Each component can be used independently and has no cross-module imports.

The `automodel` CLI#

The CLI simplifies job launch across environments:

# Single-node interactive
automodel config.yaml

# Multi-node SLURM batch
sbatch my_cluster.sub  # copy slurm.sub, edit CONFIG & SBATCH directives, then submit

See the Local Workstation and Cluster guides.

Checkpointing#

NeMo AutoModel writes Distributed Checkpoints (DCP) with SafeTensors shards.

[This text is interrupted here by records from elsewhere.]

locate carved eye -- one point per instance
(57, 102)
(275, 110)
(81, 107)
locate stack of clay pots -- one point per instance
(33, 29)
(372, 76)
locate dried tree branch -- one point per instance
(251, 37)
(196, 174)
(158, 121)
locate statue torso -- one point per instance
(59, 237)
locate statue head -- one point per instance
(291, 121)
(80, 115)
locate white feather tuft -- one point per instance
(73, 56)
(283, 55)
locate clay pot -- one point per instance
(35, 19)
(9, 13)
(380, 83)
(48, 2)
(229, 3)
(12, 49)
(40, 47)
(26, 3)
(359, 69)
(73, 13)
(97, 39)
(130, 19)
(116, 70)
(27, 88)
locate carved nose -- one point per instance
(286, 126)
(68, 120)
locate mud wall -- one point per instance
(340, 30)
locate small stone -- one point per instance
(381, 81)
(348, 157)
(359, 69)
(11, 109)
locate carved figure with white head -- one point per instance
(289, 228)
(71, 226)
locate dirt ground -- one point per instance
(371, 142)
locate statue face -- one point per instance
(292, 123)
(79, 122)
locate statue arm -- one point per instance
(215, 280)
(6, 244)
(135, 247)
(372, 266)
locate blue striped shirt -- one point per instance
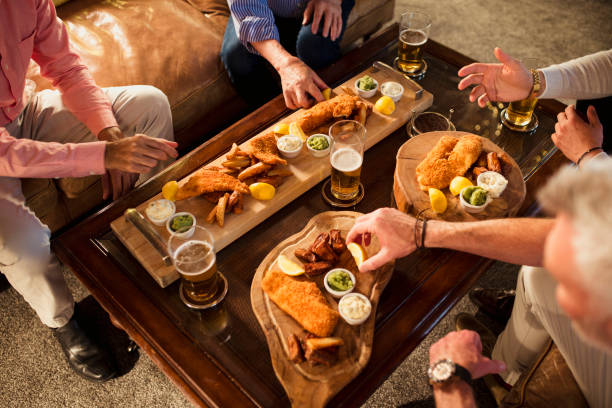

Checkpoints carry partition metadata to:

Merge into a single Hugging Face-compatible checkpoint for inference or sharing.
Reshard when loading onto a different mesh or topology.
Resume training from any checkpoint without manual intervention.

See the Checkpointing guide for details.

Experiment Tracking#

NeMo AutoModel integrates with MLflow and Weights & Biases for experiment tracking, metric logging, and artifact management. See the Experiment Tracking guide.